Tupras, the main Turkish customer, currently buys some 30 percent of its crude oil from Iran, and it has an 9 million tonnes annual purchase contract.
Koc Energy Group Chairman Erol Memioglu told reporters last month that the existing Tupras oil contract with Iran ends in August.
He said that he expected more clarity on the details of the sanctions in May, before Washington's measures on oil-related transactions take effect on June 28.
Both the United States and the European Union have imposed unilateral sanctions against Iran's financial and energy sectors over its nuclear program, whereas Turkey has said it is only compelled to observe U.N. sanctions.
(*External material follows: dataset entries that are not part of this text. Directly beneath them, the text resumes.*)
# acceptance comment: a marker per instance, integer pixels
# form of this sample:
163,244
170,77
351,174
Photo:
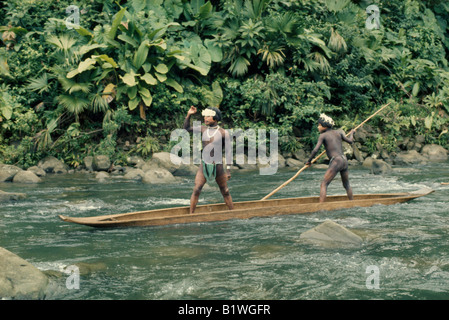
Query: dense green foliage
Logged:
130,70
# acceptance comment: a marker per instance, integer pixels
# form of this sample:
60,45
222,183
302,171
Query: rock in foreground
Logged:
330,233
19,279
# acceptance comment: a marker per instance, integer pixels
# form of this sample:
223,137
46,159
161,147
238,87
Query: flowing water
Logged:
258,258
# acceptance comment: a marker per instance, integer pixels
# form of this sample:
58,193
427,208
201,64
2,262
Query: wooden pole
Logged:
316,158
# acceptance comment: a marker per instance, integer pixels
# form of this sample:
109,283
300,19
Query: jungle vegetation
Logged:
86,77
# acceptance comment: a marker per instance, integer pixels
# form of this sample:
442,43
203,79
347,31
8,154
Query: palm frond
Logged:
39,84
336,42
273,55
74,104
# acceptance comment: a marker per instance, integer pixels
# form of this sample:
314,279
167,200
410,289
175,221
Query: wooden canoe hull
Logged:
242,210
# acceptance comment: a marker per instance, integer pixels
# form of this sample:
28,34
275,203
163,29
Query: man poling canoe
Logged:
211,167
321,154
332,141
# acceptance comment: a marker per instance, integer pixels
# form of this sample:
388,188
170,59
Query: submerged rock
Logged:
331,234
26,177
19,279
52,165
7,172
8,196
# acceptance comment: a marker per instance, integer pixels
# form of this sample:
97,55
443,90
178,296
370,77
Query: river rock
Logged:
88,163
158,176
300,155
52,165
331,233
134,174
166,160
409,157
101,163
434,153
8,196
7,172
102,176
37,171
186,170
136,161
380,167
290,162
26,177
19,279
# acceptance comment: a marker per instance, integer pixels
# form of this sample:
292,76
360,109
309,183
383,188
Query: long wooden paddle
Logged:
316,158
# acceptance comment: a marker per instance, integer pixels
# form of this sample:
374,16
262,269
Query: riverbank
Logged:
163,167
260,258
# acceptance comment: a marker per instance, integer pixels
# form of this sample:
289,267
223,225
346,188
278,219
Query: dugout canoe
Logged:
242,210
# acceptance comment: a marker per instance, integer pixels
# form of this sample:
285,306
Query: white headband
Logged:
327,119
208,113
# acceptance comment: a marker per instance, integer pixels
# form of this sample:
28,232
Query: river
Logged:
258,258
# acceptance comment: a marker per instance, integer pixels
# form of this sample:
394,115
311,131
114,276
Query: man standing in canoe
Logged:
213,139
332,140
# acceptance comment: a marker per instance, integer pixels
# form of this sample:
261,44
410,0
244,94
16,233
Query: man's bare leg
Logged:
200,180
328,177
223,185
345,180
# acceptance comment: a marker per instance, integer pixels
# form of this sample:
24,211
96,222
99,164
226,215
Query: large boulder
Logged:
158,176
8,196
26,177
37,171
52,165
7,172
134,174
101,163
330,233
434,153
409,157
380,167
167,161
19,279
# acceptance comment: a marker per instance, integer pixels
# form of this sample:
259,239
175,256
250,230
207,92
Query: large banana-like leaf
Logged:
116,22
141,54
175,85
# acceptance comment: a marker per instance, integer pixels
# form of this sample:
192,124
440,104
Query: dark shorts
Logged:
338,163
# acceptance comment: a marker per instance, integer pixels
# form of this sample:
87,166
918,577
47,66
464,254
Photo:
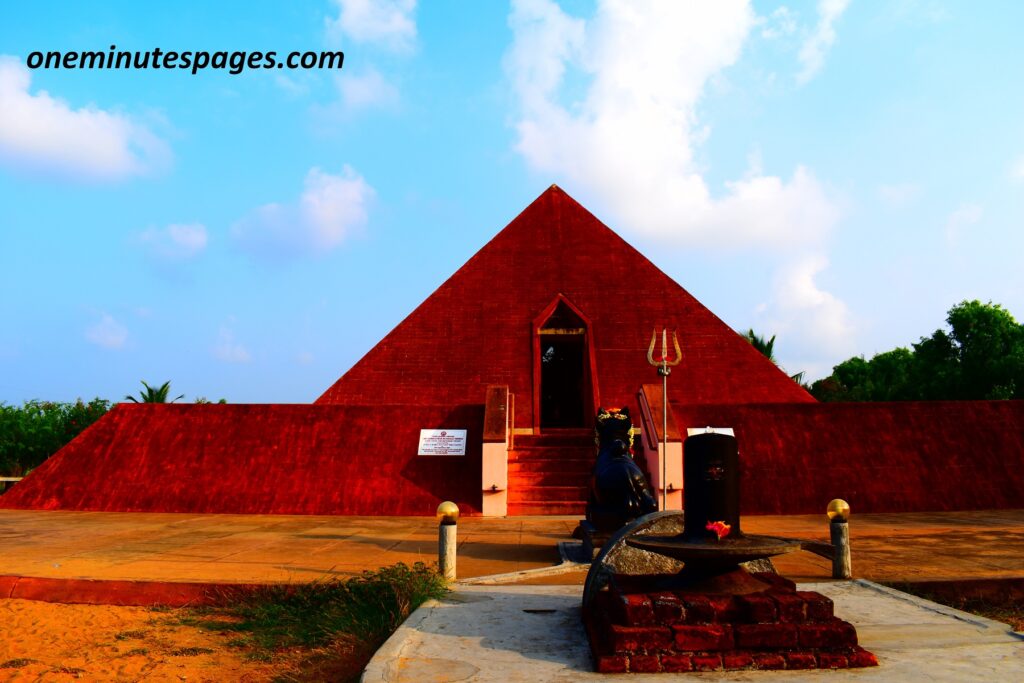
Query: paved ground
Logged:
272,548
484,634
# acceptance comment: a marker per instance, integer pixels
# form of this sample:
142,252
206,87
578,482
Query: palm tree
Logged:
767,349
154,394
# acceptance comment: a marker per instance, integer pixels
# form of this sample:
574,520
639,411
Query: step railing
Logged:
498,412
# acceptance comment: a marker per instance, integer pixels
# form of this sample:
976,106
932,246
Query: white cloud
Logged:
1017,170
229,350
108,333
40,132
816,326
780,24
330,208
812,54
177,242
630,138
360,91
389,24
899,195
960,220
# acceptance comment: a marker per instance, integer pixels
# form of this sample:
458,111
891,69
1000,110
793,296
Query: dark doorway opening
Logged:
562,374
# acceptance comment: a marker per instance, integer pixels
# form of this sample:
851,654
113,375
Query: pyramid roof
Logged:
475,329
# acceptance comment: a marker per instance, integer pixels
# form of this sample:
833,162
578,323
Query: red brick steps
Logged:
549,473
680,631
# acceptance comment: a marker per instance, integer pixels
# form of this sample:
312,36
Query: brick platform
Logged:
680,631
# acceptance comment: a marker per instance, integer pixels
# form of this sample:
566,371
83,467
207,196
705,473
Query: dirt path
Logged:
41,641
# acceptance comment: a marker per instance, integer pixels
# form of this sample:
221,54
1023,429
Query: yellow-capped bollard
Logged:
448,516
839,515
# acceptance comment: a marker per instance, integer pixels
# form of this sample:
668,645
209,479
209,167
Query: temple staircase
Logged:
549,473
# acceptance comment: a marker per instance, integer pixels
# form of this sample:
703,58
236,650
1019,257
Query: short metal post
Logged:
446,544
842,567
448,515
839,514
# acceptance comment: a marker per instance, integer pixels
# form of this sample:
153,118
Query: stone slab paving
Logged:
534,633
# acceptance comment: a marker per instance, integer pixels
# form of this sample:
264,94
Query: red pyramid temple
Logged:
548,322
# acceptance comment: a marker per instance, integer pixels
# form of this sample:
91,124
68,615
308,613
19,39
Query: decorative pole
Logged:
448,516
839,528
665,369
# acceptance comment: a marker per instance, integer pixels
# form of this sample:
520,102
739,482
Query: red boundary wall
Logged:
886,457
346,460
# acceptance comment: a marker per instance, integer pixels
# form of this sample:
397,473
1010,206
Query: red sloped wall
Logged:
879,457
476,329
347,460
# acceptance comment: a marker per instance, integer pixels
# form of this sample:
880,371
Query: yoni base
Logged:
681,631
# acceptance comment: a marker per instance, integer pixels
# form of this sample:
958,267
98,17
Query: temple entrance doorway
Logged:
561,380
563,392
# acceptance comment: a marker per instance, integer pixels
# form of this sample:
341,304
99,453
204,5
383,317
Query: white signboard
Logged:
442,442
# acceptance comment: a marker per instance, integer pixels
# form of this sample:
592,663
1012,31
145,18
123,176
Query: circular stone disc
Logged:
743,549
617,557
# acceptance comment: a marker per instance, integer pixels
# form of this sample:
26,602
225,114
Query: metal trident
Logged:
665,369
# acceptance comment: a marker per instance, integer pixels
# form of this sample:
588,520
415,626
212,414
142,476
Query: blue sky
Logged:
837,173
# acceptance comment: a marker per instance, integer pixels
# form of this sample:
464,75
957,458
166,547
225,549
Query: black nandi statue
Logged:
619,491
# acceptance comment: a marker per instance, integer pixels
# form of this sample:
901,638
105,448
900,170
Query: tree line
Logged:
980,355
32,432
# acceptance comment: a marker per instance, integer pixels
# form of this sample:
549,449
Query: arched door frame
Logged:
590,379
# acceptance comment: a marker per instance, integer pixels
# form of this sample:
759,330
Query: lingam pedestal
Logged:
714,614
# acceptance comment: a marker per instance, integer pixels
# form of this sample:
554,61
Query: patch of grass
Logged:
130,635
16,664
189,651
335,626
1010,610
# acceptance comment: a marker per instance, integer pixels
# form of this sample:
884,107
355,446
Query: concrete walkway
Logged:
486,634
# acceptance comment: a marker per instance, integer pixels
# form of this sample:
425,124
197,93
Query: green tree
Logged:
767,348
155,394
33,432
981,355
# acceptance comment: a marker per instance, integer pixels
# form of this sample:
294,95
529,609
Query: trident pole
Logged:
665,421
665,369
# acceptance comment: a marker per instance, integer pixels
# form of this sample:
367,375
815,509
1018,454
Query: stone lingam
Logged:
713,545
715,614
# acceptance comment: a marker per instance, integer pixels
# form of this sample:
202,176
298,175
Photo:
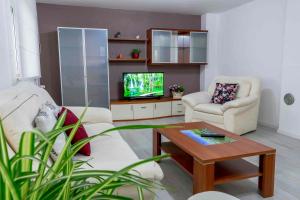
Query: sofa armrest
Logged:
194,99
93,114
238,103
Trade between Turkey and Iran has risen sharply over the past decade, leading to Turkey being regarded as a possible weak link in the international sanctions against Iran.
Iran says its nuclear program is solely for civilian purposes, and denies that it is building weapons. A meeting between Iranian nuclear negotiators and representatives of six major powers is expected on April 13, with Istanbul a possible venue for the talks.
Tupras shares were little moved after the announcement, up 1.6 percent at 45.2 lira by 1400 GMT.